Only the most senior officials of the papal palace were allowed into the archive, which had been constructed behind the old Basilica. Constantine himself had ordered its construction when he had the stables of the imperial horse-guard barracks demolished after the guards had not shown sufficient loyalty to their Emperor. The archives remained secure, set apart from the rest of the ecclesiastical buildings. The documents contained in the Archivum Secretum justified their place there by virtue of their controversial nature. Most had been declared heretical to the accepted theology after such ideas were overturned by one council or another. Many were gospels that were at odds with those texts chosen to constitute the main fabric of the Faith. Damasus I, as Holy Father, had ordered Eusebius Hieronymus Sophronius to translate and compile the chosen texts into a Latin standard which would be the Biblos, the sacred foundation for the faithful.
Praecipuus Pothinus was proud of his unique position of trust as keeper of the abandoned contentious works which had been rejected as divisive tools which might further split the factions of Christendom. It was because of this, on one particular day, that an astounding thing happened in the Lateran Palace. Those who knew Praecipuus Pothinus by sight could not believe the evidence of their own eyes. The elderly man was witnessed almost running through the corridors of the palace towards the office of the Nomenclator, the chief secretary to His Holiness. The awkward slap of his sandals on the shiny marble floortiles resounded along the corridors and made people stop to stare in awe and concern.
He finally reached his destination – a forbidding oak door. Apparently forgetting all sense of protocol, he did not pause to knock but grasped the brass handle and burst into the room beyond. Only then did he halt before the man seated at the desk in front of him. Praecipuus Pothinus’ shoulders were heaving at the exertion of running; his breath coming in short staccato rasps.
The man at the desk glanced up, startled at the arrival.

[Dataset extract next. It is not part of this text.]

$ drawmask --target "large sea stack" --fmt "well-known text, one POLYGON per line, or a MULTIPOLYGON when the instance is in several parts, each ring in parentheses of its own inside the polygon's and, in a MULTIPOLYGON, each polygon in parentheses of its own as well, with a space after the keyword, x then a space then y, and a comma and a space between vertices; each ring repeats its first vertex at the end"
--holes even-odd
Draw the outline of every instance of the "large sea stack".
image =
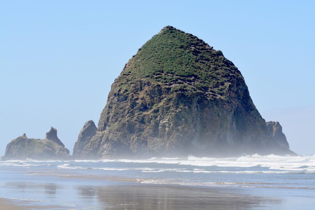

Even seated, it was obvious that he was tall, with tufts of black hair emerging from under his skullcap. His swarthy skin spoke of one who spent time in the sun of Rome and not just in the darkened interiors of the ecclesiastic buildings. His prominent, aquiline nose would have graced any Roman patrician, especially with the addition of a mouth twisted into a permanent sneer, the thin lips darkened as if artificially coloured. The hooded eyes seemed to carry no place for compassion. Even if the features did not declare his position of authority, the jewels set into the ornate silver cross that hung round his neck, the scarlet tunica of office, the udones, white stockings, and campagi, black slippers, protruding from under the desk, all proclaimed it.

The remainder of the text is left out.